第270話 あばれてるのは?
文字数 1,426文字
はい。書いたとおりになりました〜!
ふえ子の名前が長ったらしくなっちゃったけど、まあいいや。なんか、ノリでさ。
「これ、かーくんの力なのか?」
「へへへ。スゴイでしょ」
「うん。スゴイな。戦闘がどうこうじゃない。運命を変えられる力だ」
猛の賛辞をあびるのって気持ちいいなぁ。現実じゃ圧倒的に、猛のほうが優秀だからさ。
「それにしても、まだ弱ってる。しかし、このままじゃ運べないな」と、ワレスさんが言うので、僕は提案した。
「コビット王の剣で小さくしたら、馬車に乗るんじゃないですか?」
「そうだな。クピピコ、たのむ」
「クピっ! クピピコ、コビットコン、ピクコピ、ピラー!」
クピピコがコビット王の剣でなんとかかんとか。行きまーす!
プチッと刺されて、ふえ子のお母さんはちぢんでいく。とりあえず二メートル弱になったんで、これで馬車に乗せられる。ふえ子といっしょにワレスさんたちの軍用馬車の屋根に乗った。軍用だから頑丈な造りなんだな。
これでやっと安心だ。
あとはゴドバさえ見つけて、やっつければ。グレート研究所長もね。機械をこわしても、アイツがいると、また同じの作るだろうし。
それにしても、やけにドンドン響くな。なんだろな。
「あの、ワレスさん。さっきからずっと壁をたたいてたのは、あなたがたなんですよね?」
「いや。ずっとではない。壁を破壊するために、ほんの二、三度たたいただけだが?」
「えっ?」
……イヤな予感。
「なんか、ゆれてませんか?」
「ゆれてるな」
なんでこう、みんな落ちついてるんだろうなぁ。こういうときって、絶対、悪いことが起こるよね? ムダに自信のある人たち!
「ははは。かーくんは怖がりだなぁ」
猛! おまえもだからな! ムダに自信!
「いや、待て」と、ワレスさんは真剣な顔つきになる。
「あの暗がりに、何かがいる」
「……えっ?」
やっぱり?
「おれには見えないなぁ。でも、そう言われれば、変な気配はする」
言いながら、猛は暗がりへ歩いていく。
バカだなぁ。兄ちゃん。行くなよ。ホラーじゃ、たいてい、無防備に近づいた人が最初の犠牲者になるんだぞ?

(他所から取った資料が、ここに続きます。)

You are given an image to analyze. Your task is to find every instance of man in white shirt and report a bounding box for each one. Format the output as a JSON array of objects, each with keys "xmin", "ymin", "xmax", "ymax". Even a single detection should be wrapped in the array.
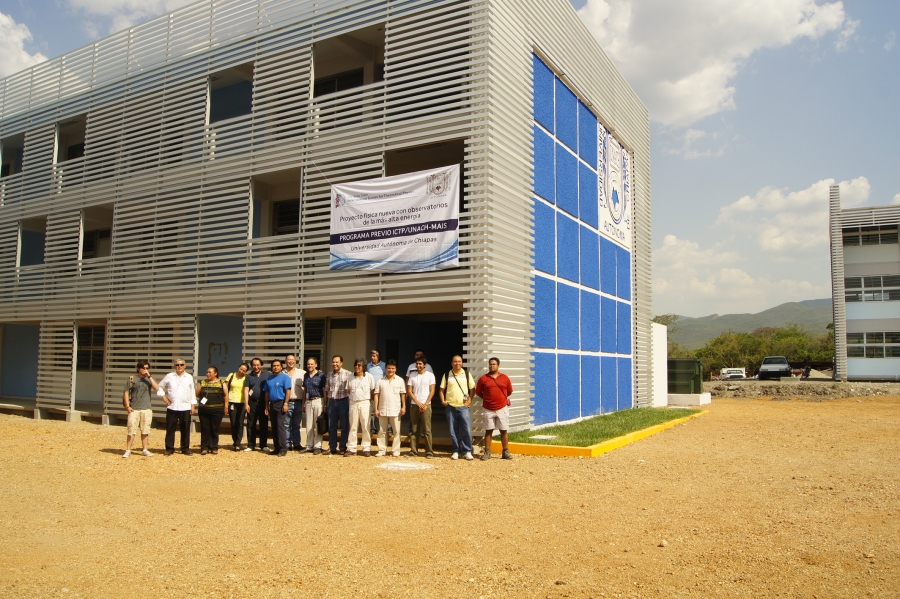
[
  {"xmin": 156, "ymin": 358, "xmax": 197, "ymax": 455},
  {"xmin": 283, "ymin": 354, "xmax": 306, "ymax": 451},
  {"xmin": 375, "ymin": 360, "xmax": 406, "ymax": 457},
  {"xmin": 406, "ymin": 354, "xmax": 434, "ymax": 459},
  {"xmin": 344, "ymin": 360, "xmax": 375, "ymax": 457}
]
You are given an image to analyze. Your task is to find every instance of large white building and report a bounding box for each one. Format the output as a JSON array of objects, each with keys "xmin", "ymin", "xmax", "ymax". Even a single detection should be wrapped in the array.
[
  {"xmin": 830, "ymin": 185, "xmax": 900, "ymax": 380},
  {"xmin": 0, "ymin": 0, "xmax": 651, "ymax": 428}
]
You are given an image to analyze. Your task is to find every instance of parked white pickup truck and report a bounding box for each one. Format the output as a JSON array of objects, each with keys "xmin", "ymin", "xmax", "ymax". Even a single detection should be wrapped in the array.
[{"xmin": 719, "ymin": 368, "xmax": 747, "ymax": 380}]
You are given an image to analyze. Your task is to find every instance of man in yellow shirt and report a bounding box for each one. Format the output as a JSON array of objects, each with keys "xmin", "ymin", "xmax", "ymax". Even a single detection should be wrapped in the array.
[{"xmin": 441, "ymin": 356, "xmax": 475, "ymax": 461}]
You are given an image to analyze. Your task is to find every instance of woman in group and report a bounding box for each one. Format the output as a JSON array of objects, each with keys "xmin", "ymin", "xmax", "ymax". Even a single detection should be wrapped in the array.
[
  {"xmin": 225, "ymin": 364, "xmax": 250, "ymax": 451},
  {"xmin": 196, "ymin": 366, "xmax": 228, "ymax": 455}
]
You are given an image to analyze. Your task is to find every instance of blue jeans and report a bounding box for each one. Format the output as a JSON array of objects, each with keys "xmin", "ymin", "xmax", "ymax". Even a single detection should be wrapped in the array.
[
  {"xmin": 284, "ymin": 401, "xmax": 303, "ymax": 449},
  {"xmin": 445, "ymin": 405, "xmax": 472, "ymax": 454},
  {"xmin": 328, "ymin": 397, "xmax": 350, "ymax": 453}
]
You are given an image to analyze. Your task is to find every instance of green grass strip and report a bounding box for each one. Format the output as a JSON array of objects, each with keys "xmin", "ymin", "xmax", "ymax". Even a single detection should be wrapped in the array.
[{"xmin": 509, "ymin": 408, "xmax": 700, "ymax": 447}]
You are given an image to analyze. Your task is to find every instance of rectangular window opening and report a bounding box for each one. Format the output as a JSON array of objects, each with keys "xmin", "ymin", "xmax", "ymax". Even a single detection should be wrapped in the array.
[
  {"xmin": 312, "ymin": 23, "xmax": 384, "ymax": 98},
  {"xmin": 250, "ymin": 169, "xmax": 301, "ymax": 239},
  {"xmin": 18, "ymin": 216, "xmax": 47, "ymax": 266},
  {"xmin": 81, "ymin": 204, "xmax": 114, "ymax": 260},
  {"xmin": 209, "ymin": 62, "xmax": 253, "ymax": 123},
  {"xmin": 56, "ymin": 114, "xmax": 87, "ymax": 163},
  {"xmin": 0, "ymin": 133, "xmax": 25, "ymax": 178}
]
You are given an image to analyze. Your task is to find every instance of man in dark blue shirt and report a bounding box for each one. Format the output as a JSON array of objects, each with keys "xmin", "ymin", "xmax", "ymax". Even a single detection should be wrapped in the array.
[
  {"xmin": 265, "ymin": 360, "xmax": 293, "ymax": 458},
  {"xmin": 244, "ymin": 358, "xmax": 272, "ymax": 451},
  {"xmin": 303, "ymin": 358, "xmax": 326, "ymax": 455}
]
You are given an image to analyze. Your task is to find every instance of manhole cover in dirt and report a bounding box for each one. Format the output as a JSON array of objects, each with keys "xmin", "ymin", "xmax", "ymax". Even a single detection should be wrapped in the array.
[{"xmin": 375, "ymin": 462, "xmax": 434, "ymax": 470}]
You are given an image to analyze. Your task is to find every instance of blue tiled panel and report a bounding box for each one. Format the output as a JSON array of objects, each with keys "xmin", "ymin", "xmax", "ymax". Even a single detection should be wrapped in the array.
[
  {"xmin": 531, "ymin": 54, "xmax": 555, "ymax": 131},
  {"xmin": 600, "ymin": 356, "xmax": 618, "ymax": 414},
  {"xmin": 556, "ymin": 79, "xmax": 578, "ymax": 152},
  {"xmin": 578, "ymin": 162, "xmax": 598, "ymax": 228},
  {"xmin": 600, "ymin": 297, "xmax": 618, "ymax": 354},
  {"xmin": 555, "ymin": 144, "xmax": 578, "ymax": 217},
  {"xmin": 534, "ymin": 276, "xmax": 556, "ymax": 347},
  {"xmin": 578, "ymin": 101, "xmax": 597, "ymax": 168},
  {"xmin": 534, "ymin": 352, "xmax": 556, "ymax": 424},
  {"xmin": 581, "ymin": 356, "xmax": 600, "ymax": 416},
  {"xmin": 616, "ymin": 302, "xmax": 631, "ymax": 354},
  {"xmin": 616, "ymin": 245, "xmax": 631, "ymax": 300},
  {"xmin": 534, "ymin": 200, "xmax": 556, "ymax": 275},
  {"xmin": 534, "ymin": 126, "xmax": 556, "ymax": 203},
  {"xmin": 556, "ymin": 354, "xmax": 581, "ymax": 420},
  {"xmin": 600, "ymin": 237, "xmax": 616, "ymax": 295},
  {"xmin": 581, "ymin": 291, "xmax": 600, "ymax": 351},
  {"xmin": 618, "ymin": 358, "xmax": 634, "ymax": 410},
  {"xmin": 556, "ymin": 283, "xmax": 580, "ymax": 349},
  {"xmin": 556, "ymin": 213, "xmax": 581, "ymax": 283},
  {"xmin": 579, "ymin": 226, "xmax": 600, "ymax": 289}
]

「気をつけろ。壁のむこうに、とてつもなく巨大なものがいる」
司書長が感情を抑制した、けれど緊迫した声で告げる。
「床をごらんなさい。禁じられた古代魔法の陣です」
床? なるほど。たしかに暗がりのあたりに模様のようなものが描かれてる。
キヨミンさんが馬車から顔を出した。
「あのぉ、それ、魔改造されたゴドバです。近づかないほうがいいですよ? うちの本編なみにキモイですから」
うッ。さらりと爆弾発言を!
「ゴドバだって? いるのか?」
問いただしたのは、ワレスさん。キヨミンさんは当然の顔して、うなずく。
「キモイですよ〜」
ワレスさんは走っていく。
いやいや、待ってくださいよ。まだ心構えが……。
でも、しょうがないんで、僕らも追っていく。
暗がりに近づくと、壁があった。いや、壁っていうか、壁にかこまれた部屋というか、かなり巨大なボックスみたいなものだ。高さは五十メートル? 幅や奥行きは三十メートルくらい。壁の一部が部屋みたいに出っぱってる。
ズシン、ズシンとさっきから響いてるのは、そのボックスだ。
なかで、何かがあばれてる……? えっと、ゴドバ? ゴドバなのかな?
と、そのときだ。
「な、なんだ、おまえたちはッ? なんで人間がおるんだ! ブヒッ!」
ん? なつかしのブヒッ。
グレート研究所長がかけつけてきた。